If the ACL accumulates business logic (“round amounts to 2 dp for partner X but 4 dp for partner Y”), it ossifies. Keep the ACL purely about translation; push business logic to either side.
Once the new service is system of record and legacy has stopped writing, rolling back is hard or impossible. Define the “point of no return” explicitly; require explicit sign-off; keep the legacy path warm for a quarter past the cutover.

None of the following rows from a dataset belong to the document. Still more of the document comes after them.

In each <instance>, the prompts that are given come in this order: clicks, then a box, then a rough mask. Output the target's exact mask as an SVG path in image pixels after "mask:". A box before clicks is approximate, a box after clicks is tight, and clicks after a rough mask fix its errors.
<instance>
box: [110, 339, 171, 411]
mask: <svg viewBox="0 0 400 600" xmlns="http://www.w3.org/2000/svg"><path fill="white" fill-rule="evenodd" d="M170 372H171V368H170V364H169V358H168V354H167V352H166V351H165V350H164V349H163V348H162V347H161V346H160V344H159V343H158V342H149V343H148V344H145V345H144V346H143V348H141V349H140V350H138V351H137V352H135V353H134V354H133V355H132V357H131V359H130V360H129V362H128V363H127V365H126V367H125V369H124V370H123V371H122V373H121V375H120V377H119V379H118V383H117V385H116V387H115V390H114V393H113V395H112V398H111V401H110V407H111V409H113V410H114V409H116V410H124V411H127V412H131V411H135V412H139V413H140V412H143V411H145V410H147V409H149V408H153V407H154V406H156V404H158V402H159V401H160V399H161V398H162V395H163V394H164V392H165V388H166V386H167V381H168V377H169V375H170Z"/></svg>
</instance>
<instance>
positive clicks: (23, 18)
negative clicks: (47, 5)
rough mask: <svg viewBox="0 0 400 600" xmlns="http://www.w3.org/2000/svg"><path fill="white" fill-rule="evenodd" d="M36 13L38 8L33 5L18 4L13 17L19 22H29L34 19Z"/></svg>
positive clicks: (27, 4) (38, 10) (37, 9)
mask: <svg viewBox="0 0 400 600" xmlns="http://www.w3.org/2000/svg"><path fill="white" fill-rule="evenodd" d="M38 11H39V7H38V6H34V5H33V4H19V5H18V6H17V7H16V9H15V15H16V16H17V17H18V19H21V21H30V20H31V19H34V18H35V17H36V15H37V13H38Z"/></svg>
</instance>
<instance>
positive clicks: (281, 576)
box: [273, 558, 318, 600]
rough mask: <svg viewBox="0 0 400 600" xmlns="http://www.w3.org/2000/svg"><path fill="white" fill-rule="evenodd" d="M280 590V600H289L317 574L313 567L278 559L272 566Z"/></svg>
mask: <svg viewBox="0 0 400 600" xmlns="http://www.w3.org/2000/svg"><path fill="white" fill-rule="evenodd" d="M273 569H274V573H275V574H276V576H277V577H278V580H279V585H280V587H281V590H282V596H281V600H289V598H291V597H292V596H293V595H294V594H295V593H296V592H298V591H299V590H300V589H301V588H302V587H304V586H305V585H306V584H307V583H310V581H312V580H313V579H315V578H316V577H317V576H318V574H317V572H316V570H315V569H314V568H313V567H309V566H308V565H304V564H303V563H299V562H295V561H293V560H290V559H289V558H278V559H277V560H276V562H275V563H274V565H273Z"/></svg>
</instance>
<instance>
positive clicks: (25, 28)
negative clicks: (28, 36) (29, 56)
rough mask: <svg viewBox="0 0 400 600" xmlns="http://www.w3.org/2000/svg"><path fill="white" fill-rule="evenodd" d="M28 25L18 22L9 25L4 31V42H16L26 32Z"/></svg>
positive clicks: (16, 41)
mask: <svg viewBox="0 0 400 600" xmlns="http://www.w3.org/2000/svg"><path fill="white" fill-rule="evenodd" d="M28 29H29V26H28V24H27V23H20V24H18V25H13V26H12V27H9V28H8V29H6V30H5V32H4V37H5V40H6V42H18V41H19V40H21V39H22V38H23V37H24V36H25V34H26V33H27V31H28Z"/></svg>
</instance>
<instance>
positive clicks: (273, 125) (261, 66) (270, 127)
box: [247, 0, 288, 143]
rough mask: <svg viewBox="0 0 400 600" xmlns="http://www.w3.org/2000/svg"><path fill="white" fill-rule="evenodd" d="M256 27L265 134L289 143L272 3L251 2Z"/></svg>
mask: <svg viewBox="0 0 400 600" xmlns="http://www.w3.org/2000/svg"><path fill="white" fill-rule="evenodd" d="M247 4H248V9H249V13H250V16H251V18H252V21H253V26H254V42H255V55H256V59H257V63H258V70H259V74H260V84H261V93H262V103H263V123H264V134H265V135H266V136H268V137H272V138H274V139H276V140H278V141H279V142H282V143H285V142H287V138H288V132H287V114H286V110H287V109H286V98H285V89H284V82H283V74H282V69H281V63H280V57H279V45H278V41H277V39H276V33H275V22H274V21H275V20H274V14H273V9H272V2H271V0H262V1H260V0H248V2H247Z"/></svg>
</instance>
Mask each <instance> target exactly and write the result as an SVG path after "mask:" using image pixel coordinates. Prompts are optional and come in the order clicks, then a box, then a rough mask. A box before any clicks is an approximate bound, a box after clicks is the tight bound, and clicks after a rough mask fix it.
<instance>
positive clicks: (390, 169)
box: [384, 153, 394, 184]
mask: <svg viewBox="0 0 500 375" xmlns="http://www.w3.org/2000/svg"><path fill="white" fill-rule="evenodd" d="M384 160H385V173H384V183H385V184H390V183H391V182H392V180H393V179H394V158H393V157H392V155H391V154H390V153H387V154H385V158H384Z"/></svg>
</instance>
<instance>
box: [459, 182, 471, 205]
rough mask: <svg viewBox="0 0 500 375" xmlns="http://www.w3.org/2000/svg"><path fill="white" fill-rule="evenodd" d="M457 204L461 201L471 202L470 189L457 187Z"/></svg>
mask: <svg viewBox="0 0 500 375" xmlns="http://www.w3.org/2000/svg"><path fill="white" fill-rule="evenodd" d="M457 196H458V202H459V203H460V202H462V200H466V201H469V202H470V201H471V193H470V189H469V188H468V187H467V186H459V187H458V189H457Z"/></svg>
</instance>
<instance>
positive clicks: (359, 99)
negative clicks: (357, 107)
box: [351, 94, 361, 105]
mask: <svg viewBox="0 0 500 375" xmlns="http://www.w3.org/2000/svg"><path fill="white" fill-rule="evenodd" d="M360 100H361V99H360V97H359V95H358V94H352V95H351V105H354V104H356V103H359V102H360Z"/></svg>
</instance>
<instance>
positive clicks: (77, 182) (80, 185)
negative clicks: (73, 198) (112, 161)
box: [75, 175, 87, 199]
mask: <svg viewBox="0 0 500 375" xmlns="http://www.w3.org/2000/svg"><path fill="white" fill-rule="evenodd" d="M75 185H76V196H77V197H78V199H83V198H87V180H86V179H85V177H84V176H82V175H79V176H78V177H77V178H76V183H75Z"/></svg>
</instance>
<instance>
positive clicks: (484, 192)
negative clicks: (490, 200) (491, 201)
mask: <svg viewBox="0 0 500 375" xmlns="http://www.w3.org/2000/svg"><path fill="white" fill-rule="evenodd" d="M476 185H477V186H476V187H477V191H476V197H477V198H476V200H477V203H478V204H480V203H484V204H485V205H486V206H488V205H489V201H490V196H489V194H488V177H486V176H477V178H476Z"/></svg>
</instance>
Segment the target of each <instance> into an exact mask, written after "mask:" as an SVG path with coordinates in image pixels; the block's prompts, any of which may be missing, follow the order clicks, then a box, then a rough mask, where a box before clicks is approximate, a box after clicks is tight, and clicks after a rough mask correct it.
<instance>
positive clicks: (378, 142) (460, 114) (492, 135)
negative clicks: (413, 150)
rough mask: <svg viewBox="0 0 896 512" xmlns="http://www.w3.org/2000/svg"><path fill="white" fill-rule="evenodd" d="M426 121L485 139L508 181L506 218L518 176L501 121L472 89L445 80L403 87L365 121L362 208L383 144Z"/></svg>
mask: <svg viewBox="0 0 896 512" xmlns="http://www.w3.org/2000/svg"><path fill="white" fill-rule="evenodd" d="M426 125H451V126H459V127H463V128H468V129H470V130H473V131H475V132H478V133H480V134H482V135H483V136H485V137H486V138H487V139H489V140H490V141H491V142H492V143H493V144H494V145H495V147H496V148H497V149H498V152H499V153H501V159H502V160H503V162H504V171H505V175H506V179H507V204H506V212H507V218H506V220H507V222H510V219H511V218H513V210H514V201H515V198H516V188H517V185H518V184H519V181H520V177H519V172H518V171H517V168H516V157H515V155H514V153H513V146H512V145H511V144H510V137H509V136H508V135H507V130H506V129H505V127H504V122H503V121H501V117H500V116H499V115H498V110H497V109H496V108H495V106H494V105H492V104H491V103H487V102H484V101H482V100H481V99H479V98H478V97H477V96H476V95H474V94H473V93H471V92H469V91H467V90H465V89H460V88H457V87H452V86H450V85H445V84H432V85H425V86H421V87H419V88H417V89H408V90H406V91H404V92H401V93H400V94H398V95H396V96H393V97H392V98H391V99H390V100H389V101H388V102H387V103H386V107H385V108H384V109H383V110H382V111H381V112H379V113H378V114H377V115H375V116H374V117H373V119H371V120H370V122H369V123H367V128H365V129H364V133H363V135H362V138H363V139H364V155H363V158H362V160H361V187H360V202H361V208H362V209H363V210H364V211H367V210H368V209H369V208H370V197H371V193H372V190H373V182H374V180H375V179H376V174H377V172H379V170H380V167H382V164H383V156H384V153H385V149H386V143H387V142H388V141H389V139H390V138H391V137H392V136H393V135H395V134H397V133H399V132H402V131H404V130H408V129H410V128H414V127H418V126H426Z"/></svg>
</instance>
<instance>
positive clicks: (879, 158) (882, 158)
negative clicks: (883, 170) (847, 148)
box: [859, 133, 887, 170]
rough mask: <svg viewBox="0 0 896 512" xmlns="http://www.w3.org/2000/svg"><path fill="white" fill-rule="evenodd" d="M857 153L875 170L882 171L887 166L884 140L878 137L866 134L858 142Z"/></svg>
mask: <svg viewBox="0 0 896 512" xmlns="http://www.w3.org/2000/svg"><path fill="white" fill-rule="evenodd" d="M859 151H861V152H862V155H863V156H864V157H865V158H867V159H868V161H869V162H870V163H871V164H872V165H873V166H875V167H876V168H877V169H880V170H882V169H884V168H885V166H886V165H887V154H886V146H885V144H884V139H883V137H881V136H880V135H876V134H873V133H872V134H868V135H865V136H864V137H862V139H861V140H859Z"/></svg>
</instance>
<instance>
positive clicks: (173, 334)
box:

The engineers who wrote the original code retire. Codify their knowledge in tests against the bridge before they leave — otherwise you discover undocumented behaviour by re-implementing it incorrectly.
When not to migrate
Strangler fig is the right pattern when the legacy code is a constraint on shipping new product, scaling, or hiring. It is the wrong pattern when:
- The legacy works and is invisible. A 30-year-old batch job that runs at 2am, processes 50M transactions, and never fails is not a problem. Don’t modernise it just because it’s old.
- Regulatory certainty depends on legacy behaviour. If the regulator is comfortable with the current system and a re-implementation would require re-certification, the cost calculus shifts dramatically. Document and ringfence; don’t modernise.
- The team has no mainframe expertise left. A migration done without anyone who understands the legacy code will introduce subtle bugs that are impossible to diagnose. Hire or train first; migrate second.
- Volumes are small and the cost of running it is low. A small AS/400 system that costs less to keep than to migrate is a candidate for “leave alone forever.”